– Сорок листочков в пластиковой папке –
мои методики. Или то же самое на дискете. И пару пробирок с «Галатеей».
– Я надеюсь, все это охраняет как минимум
взвод автоматчиков?
Кира вытаращилась на него, потом увидела
улыбку, прятавшуюся в уголках губ, и расхохоталась от всей души:
– Нет, ну что ты! «Галатея» живет у меня
дома, в холодильнике, в особом таком миниатюрненьком термостате, который моя
матушка фамильярно называет термосом. А папка хранится в сейфе, в лаборатории.
– В единственном экземпляре?
– В двух.
– А второй где?
Кира медленно поднесла указательный палец ко
лбу:
– Вот здесь.

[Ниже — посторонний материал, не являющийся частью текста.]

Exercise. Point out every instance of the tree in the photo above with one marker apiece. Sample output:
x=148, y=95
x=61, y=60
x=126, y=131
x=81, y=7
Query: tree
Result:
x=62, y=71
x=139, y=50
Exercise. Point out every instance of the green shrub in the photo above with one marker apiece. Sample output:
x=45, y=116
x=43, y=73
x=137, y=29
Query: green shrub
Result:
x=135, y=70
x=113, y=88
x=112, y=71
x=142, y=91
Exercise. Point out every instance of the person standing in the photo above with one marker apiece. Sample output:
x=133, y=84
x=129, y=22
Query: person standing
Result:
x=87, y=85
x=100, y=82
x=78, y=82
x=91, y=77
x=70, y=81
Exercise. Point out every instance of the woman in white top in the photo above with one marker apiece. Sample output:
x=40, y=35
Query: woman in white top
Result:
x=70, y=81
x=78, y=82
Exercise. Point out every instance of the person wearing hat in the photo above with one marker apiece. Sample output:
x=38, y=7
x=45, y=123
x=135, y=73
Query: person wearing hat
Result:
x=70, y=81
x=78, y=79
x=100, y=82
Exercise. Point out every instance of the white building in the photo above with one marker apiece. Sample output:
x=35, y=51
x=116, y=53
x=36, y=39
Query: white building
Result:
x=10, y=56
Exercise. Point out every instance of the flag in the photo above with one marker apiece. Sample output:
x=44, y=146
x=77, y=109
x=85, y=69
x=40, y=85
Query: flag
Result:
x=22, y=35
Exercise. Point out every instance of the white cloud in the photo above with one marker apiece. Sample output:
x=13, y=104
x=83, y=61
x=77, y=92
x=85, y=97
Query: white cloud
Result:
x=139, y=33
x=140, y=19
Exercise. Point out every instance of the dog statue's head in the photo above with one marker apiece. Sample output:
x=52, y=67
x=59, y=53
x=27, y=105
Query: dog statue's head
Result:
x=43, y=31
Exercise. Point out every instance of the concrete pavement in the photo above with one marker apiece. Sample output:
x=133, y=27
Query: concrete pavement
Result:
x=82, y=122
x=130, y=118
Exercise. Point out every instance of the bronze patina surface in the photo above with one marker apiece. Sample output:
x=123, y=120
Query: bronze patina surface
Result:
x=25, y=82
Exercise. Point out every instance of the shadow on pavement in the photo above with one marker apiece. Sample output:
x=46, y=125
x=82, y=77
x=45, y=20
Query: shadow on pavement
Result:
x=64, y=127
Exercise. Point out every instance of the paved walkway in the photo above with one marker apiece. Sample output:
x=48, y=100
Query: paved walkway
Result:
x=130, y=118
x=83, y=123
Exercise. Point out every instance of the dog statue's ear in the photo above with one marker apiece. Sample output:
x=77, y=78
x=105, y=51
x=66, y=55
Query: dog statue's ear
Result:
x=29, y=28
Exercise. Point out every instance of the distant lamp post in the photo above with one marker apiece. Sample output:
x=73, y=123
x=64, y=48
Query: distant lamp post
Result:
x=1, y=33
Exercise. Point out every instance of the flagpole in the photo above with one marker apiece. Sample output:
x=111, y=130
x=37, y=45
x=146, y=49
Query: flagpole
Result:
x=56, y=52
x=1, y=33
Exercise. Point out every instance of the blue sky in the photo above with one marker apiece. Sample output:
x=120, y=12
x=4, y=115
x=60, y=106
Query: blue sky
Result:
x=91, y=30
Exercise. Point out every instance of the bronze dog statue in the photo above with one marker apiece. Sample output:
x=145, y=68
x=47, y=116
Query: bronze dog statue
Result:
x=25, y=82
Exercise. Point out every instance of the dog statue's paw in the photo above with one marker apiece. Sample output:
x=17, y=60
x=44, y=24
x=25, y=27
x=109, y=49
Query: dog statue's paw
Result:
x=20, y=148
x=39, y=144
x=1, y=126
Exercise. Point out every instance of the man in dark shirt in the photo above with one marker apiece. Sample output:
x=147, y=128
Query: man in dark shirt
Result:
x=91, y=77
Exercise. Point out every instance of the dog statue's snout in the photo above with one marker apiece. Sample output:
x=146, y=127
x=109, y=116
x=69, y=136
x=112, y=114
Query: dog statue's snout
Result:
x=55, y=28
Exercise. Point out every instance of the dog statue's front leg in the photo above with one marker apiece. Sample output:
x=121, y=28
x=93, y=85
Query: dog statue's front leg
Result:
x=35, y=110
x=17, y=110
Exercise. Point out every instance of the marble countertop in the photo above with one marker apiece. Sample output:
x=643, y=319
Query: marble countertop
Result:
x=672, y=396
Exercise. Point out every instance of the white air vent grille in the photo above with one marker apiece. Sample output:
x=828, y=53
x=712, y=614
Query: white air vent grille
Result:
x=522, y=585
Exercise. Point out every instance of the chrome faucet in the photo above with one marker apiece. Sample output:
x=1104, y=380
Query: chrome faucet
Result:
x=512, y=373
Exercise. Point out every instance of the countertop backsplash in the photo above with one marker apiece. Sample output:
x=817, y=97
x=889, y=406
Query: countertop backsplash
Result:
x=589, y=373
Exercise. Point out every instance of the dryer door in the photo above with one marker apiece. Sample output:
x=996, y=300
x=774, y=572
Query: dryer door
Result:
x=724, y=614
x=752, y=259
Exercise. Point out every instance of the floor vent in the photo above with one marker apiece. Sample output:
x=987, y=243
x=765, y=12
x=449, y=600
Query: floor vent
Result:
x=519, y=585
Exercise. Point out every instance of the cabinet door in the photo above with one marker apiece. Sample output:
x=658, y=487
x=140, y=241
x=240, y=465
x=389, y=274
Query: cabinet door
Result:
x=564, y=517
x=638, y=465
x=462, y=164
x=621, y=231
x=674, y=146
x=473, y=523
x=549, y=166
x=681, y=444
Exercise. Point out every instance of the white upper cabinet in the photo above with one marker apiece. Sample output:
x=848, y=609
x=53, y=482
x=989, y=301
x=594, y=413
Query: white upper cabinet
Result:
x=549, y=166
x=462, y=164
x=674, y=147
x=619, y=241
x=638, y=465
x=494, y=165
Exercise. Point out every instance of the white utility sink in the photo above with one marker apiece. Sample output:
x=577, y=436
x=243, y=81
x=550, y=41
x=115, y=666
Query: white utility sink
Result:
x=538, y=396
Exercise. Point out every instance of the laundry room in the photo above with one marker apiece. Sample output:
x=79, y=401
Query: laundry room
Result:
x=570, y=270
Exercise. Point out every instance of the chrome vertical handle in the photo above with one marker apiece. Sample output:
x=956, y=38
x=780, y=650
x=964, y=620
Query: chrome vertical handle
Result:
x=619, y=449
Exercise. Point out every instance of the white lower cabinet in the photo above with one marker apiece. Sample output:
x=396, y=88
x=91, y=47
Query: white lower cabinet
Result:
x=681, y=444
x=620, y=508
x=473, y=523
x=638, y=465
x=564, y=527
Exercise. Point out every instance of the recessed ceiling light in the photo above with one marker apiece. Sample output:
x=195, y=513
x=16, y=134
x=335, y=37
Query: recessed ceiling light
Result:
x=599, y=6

Все вот здесь.
– Ах ты, разумная головушка, –
ласково сказал Максим. – Однако, если твои наработки каким-то образом
попадут за океан, к тому дяденьке, он… он одним махом станет миллиардером!
Представляешь, сколько сможет отсыпать какой-нибудь эмиратский султан за свое
восстановленное зрение? Да разве он один? И Нобелевская премия от тебя… ту-ту…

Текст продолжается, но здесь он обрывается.